Adolfo Uribe

Personal information
- Full name: Adolfo Miguel Ángel de Uribe Olano
- Date of birth: 29 September 1882
- Place of birth: Bilbao, Spain
- Place of death: Spain
- Position: Forward

Senior career*
- Years: Team / Apps / (Gls)
- 1901–1905: Mittweidaer BC
- 1905–1906: Athletic Bilbao
- 1906–1907: Bizcaya
- 1907–1908: Athletic Bilbao

= Adolfo Uribe =

Spanish footballer (1882–?)

Adolfo Miguel Ángel de Uribe Olano (29 September 1882 – after 1907) was a Spanish footballer who played as a forward for Athletic Bilbao. He is best known for scoring Bilbao's only goal in the 1906 Copa del Rey Final.

==Career==

===Mittweida===
Adolfo Uribe was born in Bilbao on 29 September 1882. Between 1901 and 1905 he studied Electromechanical Engineering at the Mittweida technical school (Saxony, Germany). There he developed an interest in football and began playing with the Mittweidaer Ballspiel-Club, the school's football team, which had been founded in 1896 by students. In his years at Mittweida, he gained popularity as a football and rugby player.

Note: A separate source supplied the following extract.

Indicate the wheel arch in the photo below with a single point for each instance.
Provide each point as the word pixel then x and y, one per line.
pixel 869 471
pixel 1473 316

When he returned to Bilbao after completing his studies in 1905, he joined Athletic Bilbao, with whom he played between 1905 and 1908.

===Athletic Bilbao===
Uribe made his competitive debut for Athletic Bilbao on 10 April 1906, in the final of the 1906 Copa del Rey, netting a goal in a 1–4 loss to Madrid FC (now Real Madrid. In 1907, the best players from Athletic and Unión Vizcaino came together to form Bizcaya, which was specially created to take part in the 1907 Copa del Rey, but Uribe did not make the final cut, and without him, they again lost the final to Madrid FC. He stayed at the club until 1908.